News

December 28, 2022

Mavis Okafor turns research into real-world food solutions   

Mavis Okafor turns research into real-world food solutions   

By Isioma Fumnaya

Amid the continuous conversations around hunger, food safety, and sustainability in Nigeria, one of the country’s quiet but formidable voices in food microbiology has explained how science, service, and purpose can intersect. For Mavis Okafor, food security is not a buzzword—it is a lifelong commitment shaped by scholarship, discipline, and compassion.

Mavis has always stood out as a scholar. In 2008, she was recognised as the Best SSCE Student of Aguda Senior Grammar School by Divine Builders Ministry, a moment that foreshadowed an academic journey marked by excellence. She went on to graduate with a First Class Honours degree in Applied Microbiology and Brewing from Nnamdi Azikiwe University, grounding herself firmly in the sciences that would later define her career. “I understood early that knowledge only matters when it solves real problems,” she once reflected.

Driven by the realities of hunger in developing countries like Nigeria and the urgent need for sustainable food systems, Mavis chose to specialise in Food Microbiology. Her goal was simple but profound: to understand how food can be made safer, preserved longer, and remain accessible to vulnerable populations. Despite holding demanding roles within operations departments, she remained resolute, juggling work, research, and academics with uncommon discipline. That determination paid off in 2017 when she successfully completed her Master’s degree.

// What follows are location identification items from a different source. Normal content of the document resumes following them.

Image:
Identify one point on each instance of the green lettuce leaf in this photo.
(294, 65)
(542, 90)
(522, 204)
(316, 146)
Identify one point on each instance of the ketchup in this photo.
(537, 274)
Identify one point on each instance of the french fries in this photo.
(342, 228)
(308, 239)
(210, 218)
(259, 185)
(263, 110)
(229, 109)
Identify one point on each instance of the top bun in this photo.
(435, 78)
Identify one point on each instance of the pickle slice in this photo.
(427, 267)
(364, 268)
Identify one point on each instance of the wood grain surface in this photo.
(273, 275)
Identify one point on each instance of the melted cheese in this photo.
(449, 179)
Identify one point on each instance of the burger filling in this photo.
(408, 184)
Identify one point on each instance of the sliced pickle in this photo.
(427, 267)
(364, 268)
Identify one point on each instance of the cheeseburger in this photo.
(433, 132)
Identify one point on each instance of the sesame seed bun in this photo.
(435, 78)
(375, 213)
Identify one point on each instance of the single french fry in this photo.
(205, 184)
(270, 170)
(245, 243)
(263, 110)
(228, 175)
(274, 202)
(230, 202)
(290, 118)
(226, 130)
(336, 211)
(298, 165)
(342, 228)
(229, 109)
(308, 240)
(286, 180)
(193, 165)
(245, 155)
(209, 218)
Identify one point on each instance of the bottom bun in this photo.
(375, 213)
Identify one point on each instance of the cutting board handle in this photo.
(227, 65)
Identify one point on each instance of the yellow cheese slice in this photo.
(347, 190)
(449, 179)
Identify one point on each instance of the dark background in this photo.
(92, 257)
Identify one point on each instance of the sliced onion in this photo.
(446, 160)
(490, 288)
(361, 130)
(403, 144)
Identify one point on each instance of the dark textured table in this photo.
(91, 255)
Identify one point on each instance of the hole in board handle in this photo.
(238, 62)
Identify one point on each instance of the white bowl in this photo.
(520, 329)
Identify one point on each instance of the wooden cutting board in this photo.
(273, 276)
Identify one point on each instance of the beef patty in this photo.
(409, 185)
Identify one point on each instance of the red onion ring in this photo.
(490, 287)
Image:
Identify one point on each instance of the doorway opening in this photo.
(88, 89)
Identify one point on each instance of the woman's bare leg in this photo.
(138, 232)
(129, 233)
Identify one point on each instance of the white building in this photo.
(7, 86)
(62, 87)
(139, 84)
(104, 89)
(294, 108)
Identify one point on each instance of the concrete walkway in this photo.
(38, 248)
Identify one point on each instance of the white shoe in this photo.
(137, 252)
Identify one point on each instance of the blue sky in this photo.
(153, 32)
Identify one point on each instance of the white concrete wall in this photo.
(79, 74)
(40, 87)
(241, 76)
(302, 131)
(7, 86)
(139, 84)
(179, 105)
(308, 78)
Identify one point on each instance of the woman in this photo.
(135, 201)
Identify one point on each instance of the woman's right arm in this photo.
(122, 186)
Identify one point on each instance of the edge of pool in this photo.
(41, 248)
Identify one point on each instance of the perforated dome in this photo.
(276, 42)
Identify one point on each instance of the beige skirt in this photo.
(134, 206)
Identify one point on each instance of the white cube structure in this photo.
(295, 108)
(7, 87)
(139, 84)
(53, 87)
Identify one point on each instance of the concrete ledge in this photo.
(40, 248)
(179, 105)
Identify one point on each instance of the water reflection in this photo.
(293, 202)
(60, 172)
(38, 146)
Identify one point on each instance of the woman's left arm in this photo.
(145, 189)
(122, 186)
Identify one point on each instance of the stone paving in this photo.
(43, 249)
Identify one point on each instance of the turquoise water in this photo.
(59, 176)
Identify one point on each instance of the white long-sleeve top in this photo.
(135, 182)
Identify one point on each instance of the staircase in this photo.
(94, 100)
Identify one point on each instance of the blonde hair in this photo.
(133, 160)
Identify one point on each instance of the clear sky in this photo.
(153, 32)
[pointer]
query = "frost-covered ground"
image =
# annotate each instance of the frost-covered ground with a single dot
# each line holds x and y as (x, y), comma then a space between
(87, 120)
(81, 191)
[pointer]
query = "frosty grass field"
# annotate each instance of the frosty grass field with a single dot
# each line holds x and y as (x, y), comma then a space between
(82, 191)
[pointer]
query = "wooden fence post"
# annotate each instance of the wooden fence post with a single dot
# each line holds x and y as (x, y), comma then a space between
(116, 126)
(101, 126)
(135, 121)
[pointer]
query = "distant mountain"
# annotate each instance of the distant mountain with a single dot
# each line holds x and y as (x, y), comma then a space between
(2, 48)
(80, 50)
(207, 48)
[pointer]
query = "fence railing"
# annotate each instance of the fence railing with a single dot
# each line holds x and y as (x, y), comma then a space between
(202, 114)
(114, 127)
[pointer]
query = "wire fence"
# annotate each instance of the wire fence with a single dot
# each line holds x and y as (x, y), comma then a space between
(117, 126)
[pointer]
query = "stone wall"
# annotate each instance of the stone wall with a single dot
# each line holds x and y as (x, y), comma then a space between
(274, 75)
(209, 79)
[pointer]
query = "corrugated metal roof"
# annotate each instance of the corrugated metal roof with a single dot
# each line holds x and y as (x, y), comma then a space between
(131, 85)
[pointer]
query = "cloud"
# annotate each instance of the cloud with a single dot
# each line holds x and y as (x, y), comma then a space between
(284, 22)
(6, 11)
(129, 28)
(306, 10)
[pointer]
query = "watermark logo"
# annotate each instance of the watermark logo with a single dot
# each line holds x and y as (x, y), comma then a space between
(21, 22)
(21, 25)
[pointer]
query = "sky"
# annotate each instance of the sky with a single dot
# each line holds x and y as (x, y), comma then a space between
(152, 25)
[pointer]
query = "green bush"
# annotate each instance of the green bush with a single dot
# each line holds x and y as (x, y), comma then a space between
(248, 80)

Under the supervision of Professor Samuel Onourah, Mavis independently conceived, designed, executed, analysed, and authored a groundbreaking study titled “In vitro Studies of the Probiotic Properties of Lactic Acid Bacteria Isolated from Akamu—A Nigerian Weaning Food” in the field of Immunology and Infectious Diseases. The research validated the probiotic and antimicrobial properties of lactic acid bacteria found in Akamu, a traditional fermented weaning food widely consumed across Nigeria. By scientifically affirming its benefits, her work reinforced the importance of indigenous foods in improving gut health, enhancing food safety, and reducing exposure to foodborne pathogens—particularly for infants and young children. “Our local foods already hold solutions,” she noted. “Science simply helps us understand and protect them.”

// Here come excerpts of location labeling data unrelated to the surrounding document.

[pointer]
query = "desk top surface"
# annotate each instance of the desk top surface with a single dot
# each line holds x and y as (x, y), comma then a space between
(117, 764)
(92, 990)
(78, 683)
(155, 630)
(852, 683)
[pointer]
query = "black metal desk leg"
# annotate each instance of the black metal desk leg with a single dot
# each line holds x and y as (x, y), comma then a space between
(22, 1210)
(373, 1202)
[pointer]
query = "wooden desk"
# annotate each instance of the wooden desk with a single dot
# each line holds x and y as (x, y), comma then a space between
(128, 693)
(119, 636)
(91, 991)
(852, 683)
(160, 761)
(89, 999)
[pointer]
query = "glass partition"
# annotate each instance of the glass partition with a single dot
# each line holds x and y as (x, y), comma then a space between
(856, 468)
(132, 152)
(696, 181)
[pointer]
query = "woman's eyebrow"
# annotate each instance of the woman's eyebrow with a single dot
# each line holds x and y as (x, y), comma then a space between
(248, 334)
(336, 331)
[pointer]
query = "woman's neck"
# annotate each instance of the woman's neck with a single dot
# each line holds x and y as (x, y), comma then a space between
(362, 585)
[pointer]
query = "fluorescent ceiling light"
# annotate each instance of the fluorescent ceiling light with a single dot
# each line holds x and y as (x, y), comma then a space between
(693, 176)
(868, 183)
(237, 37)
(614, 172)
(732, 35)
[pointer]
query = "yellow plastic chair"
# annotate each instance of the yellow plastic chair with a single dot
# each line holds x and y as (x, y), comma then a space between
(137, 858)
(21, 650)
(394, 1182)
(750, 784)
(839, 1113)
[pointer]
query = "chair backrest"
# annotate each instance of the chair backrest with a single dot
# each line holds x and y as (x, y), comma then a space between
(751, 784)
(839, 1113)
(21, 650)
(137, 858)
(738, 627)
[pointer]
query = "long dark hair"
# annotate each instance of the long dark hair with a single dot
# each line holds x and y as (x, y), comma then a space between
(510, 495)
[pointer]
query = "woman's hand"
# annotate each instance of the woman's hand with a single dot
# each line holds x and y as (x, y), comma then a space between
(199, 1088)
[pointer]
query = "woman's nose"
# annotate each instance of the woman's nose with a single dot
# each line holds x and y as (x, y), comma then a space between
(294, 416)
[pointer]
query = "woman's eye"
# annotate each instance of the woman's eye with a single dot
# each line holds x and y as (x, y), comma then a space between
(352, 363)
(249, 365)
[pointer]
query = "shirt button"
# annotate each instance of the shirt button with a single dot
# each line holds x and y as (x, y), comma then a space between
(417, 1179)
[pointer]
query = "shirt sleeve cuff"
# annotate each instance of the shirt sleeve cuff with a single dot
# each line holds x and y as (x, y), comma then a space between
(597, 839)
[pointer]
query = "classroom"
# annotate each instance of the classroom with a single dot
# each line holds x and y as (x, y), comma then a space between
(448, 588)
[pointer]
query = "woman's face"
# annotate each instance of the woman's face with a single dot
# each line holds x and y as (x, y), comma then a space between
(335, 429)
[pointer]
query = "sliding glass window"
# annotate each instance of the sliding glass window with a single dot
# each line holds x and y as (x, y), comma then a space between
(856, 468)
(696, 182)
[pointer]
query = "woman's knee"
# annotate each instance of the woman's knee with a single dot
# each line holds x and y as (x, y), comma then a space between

By 2019, Mavis decided to extend her impact beyond the laboratory. Determined to pursue food security not only as a researcher but also as a field practitioner, she joined Anestan Farm and Agro-Allied Industry Nig. Ltd. as a part-time Food Operations and Quality System Analyst. Leveraging both academic insight and industry experience, she helped develop digital QA checklists and inspection logs, ensured compliance with environmental hygiene standards, improved packaging processes, and identified bottlenecks within rice production workflows. Her contributions directly supported efficiency, safety, and food availability within the local production chain.

Beyond titles and technical expertise, Mavis’s work carries a deeply human dimension. Her commitment to food access extends into modest, community-focused outreach, reflected in a holiday food sharing effort shared online under the De’ Mavis Foundation name. The message emphasized humility and collective impact-“putting smiles on people’s faces” and the belief that “little drops of water makes a mighty ocean”. For her, food security is not merely about policy or production—it is fundamentally about dignity.